En el caso de Antidisturbios, Rodrigo Sorogoyen se ponía al frente de la serie creada por él y por Isabel Peña con el respaldo de ser, a estas alturas, un director consagrado por haber llevado al cine historias de éxito de público y crítica como Madre, El reino, Que Dios nos perdone, o Stockholm; esta última la película con la que lo descubrí, una joyita. Sorogoyen es un maestro del ritmo cinematográfico, de la concepción estilística y formal de los planos de todas sus secuencias, nada está hecho al azar y sin embargo da la sensación cuando uno ve la serie de estar visionando un documental. En gran parte se debe a la espectacular fotografía de la serie, a un guion muy pero que muy bien armado y gestionado, pero sobre todo al elenco y al trabajo de dirección de actores. Porque no solo son geniales los capítulos que dirige Sorogoyen, los que maneja Borja Soler están a la misma altura. El arco narrativo de los protagonistas, su evolución psicológica, el impecable diseño de producción, el sonido, la música magnética de Olivier Arson, todo funciona con una precisión impresionante. Es dura, adrenalínica, un alarde técnico e interpretativo contundente de planos secuencia impecables, y por consiguiente un portentoso thriller que te pide ser visionado del tirón.
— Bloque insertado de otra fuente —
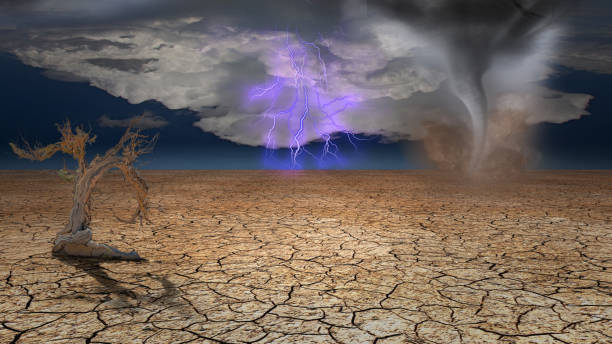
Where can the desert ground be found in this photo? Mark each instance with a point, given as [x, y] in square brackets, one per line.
[314, 257]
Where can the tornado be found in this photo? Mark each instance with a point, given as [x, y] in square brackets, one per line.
[471, 34]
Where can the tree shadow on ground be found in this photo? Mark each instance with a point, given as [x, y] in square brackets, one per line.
[113, 285]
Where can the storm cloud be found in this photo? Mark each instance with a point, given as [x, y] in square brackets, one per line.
[399, 60]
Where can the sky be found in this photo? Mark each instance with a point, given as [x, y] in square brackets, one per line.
[355, 84]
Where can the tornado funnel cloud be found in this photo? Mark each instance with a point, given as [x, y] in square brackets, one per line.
[470, 91]
[467, 38]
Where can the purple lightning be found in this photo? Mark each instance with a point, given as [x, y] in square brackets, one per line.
[302, 98]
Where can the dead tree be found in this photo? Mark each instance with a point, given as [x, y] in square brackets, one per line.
[75, 239]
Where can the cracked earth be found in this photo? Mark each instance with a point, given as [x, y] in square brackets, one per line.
[314, 257]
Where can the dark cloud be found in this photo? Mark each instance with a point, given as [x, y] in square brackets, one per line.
[145, 121]
[125, 65]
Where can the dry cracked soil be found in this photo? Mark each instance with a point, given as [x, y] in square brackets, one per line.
[314, 257]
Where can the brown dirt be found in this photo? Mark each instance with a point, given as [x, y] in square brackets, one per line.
[315, 257]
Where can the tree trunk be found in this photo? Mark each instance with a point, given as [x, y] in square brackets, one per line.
[76, 238]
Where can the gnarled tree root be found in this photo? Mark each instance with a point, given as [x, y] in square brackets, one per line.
[80, 244]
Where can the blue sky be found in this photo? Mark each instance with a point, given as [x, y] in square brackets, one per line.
[185, 66]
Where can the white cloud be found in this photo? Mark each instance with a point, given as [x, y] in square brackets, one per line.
[145, 121]
[393, 75]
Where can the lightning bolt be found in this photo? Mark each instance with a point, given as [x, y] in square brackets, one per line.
[311, 104]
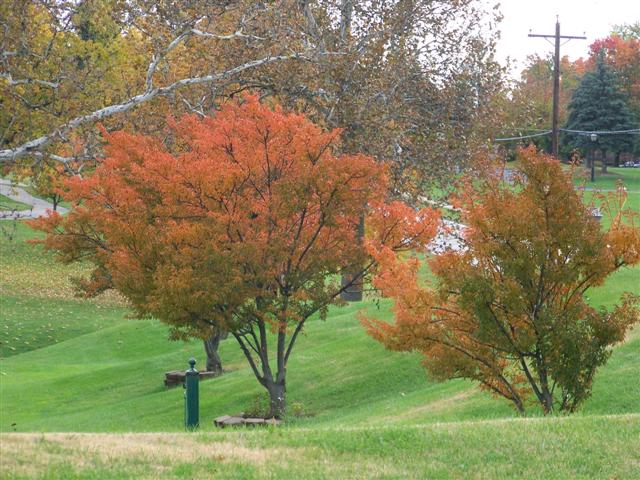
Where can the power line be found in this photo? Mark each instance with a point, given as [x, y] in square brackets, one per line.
[522, 137]
[556, 82]
[635, 131]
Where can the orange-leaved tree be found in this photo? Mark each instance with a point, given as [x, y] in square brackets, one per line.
[509, 309]
[244, 224]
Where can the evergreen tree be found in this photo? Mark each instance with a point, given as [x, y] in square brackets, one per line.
[598, 104]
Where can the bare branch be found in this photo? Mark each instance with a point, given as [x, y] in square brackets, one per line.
[35, 145]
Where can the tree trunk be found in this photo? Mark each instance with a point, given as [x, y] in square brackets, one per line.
[211, 344]
[277, 401]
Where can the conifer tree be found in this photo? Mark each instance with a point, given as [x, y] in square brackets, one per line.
[598, 104]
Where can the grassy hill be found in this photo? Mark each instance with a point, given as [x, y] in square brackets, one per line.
[71, 365]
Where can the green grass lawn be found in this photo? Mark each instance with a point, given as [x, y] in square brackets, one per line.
[72, 365]
[7, 203]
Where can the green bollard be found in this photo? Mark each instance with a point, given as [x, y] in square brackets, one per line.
[191, 397]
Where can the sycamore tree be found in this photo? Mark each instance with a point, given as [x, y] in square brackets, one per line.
[245, 224]
[509, 311]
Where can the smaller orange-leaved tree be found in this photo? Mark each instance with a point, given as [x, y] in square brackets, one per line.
[509, 310]
[245, 225]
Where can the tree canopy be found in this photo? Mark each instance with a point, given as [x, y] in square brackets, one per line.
[509, 310]
[245, 224]
[598, 104]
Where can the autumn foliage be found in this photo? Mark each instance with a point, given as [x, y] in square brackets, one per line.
[245, 223]
[509, 311]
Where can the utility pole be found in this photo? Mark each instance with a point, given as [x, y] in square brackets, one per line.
[556, 82]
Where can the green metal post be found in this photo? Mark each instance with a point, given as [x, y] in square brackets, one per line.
[191, 397]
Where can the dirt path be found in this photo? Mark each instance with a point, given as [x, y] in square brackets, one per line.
[39, 207]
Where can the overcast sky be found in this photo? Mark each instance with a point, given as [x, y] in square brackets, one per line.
[592, 18]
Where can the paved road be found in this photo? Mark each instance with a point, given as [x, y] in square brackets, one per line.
[39, 207]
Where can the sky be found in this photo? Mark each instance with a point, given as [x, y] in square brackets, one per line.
[591, 18]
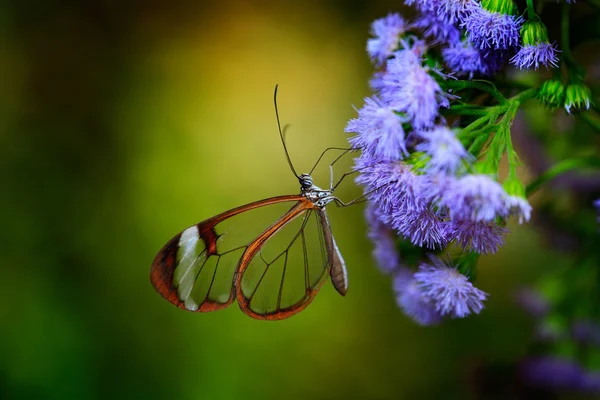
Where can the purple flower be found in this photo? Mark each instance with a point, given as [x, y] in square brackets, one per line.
[383, 238]
[436, 28]
[424, 228]
[466, 60]
[535, 55]
[475, 198]
[387, 33]
[492, 30]
[408, 87]
[446, 153]
[519, 207]
[411, 300]
[380, 132]
[450, 291]
[480, 236]
[553, 373]
[454, 11]
[393, 185]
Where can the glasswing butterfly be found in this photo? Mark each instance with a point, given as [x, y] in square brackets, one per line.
[274, 274]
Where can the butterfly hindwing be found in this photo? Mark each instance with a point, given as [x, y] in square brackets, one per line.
[286, 267]
[198, 269]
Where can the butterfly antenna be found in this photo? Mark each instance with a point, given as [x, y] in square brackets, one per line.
[282, 134]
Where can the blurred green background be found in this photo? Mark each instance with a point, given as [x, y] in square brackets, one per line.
[121, 123]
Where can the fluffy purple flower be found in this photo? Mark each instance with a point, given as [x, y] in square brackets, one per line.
[519, 207]
[454, 11]
[536, 55]
[424, 228]
[475, 198]
[446, 153]
[492, 30]
[480, 236]
[464, 59]
[387, 33]
[411, 300]
[436, 28]
[385, 251]
[450, 291]
[392, 185]
[409, 88]
[380, 132]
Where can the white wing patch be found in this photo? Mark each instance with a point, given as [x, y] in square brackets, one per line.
[191, 256]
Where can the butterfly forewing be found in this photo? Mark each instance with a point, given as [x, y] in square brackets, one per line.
[196, 269]
[287, 270]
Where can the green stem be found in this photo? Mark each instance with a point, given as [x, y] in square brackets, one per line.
[510, 151]
[531, 15]
[561, 168]
[480, 85]
[466, 109]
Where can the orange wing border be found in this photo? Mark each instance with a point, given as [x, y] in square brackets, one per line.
[165, 262]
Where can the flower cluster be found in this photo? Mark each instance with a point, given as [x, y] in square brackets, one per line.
[423, 185]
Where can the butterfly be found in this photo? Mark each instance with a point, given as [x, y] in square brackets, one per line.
[273, 274]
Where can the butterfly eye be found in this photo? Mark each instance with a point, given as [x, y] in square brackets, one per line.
[306, 181]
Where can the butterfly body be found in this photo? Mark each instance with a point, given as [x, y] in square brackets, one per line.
[204, 269]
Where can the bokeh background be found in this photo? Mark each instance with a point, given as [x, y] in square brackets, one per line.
[121, 123]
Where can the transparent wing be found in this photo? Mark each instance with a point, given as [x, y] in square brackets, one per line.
[286, 267]
[196, 270]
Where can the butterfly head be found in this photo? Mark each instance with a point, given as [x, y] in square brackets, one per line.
[306, 182]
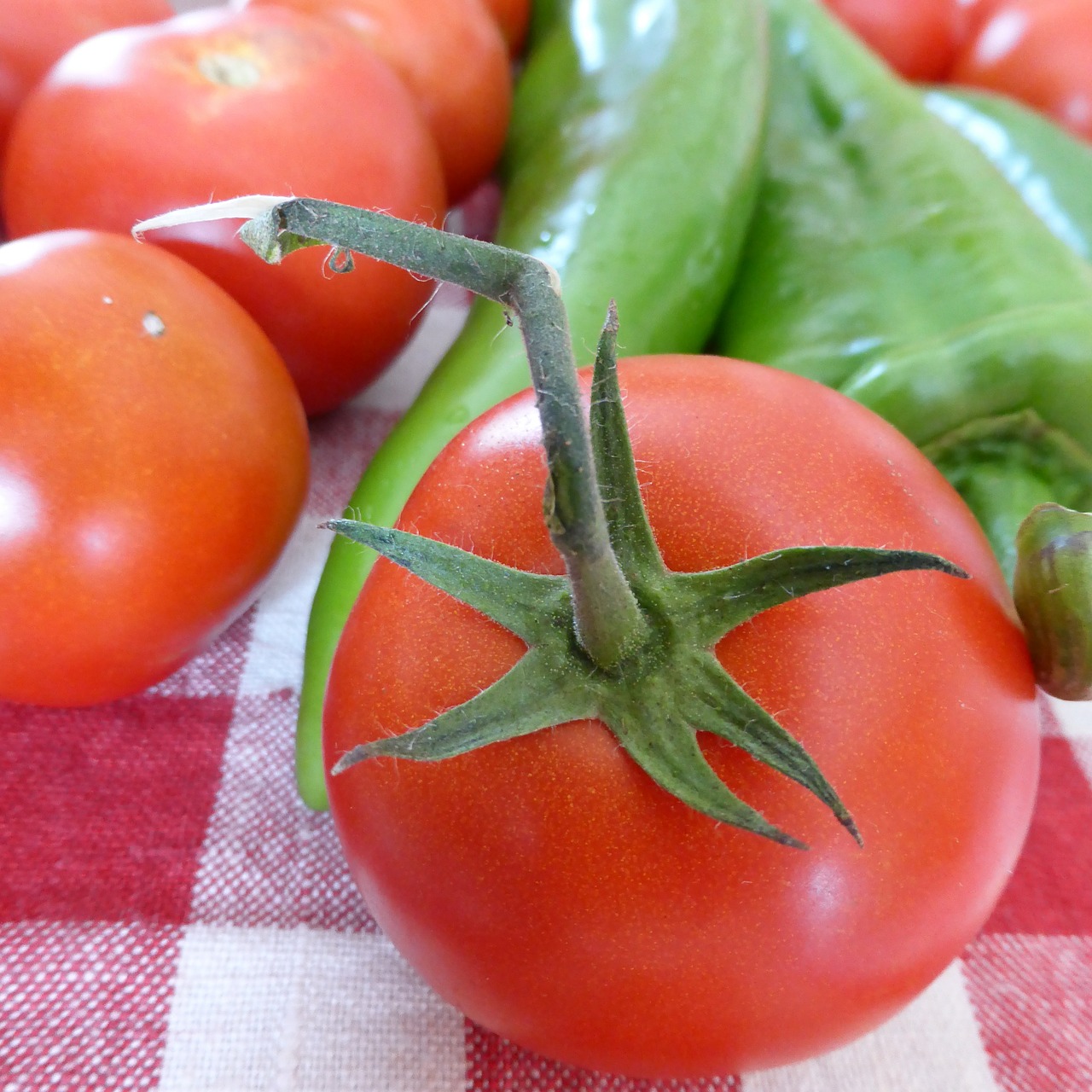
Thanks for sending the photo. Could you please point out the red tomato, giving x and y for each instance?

Los creadores nacionales pueden mirar el ombligo de la piel de toro sin temor, porque ya saben que si se produce con calidad, el imaginario que nos rodea como sociedad puede ser interesante allá donde se programe, porque las historias bien contadas y ejecutadas pueden ser universales si se llevan a buen término con medios y profesionalidad.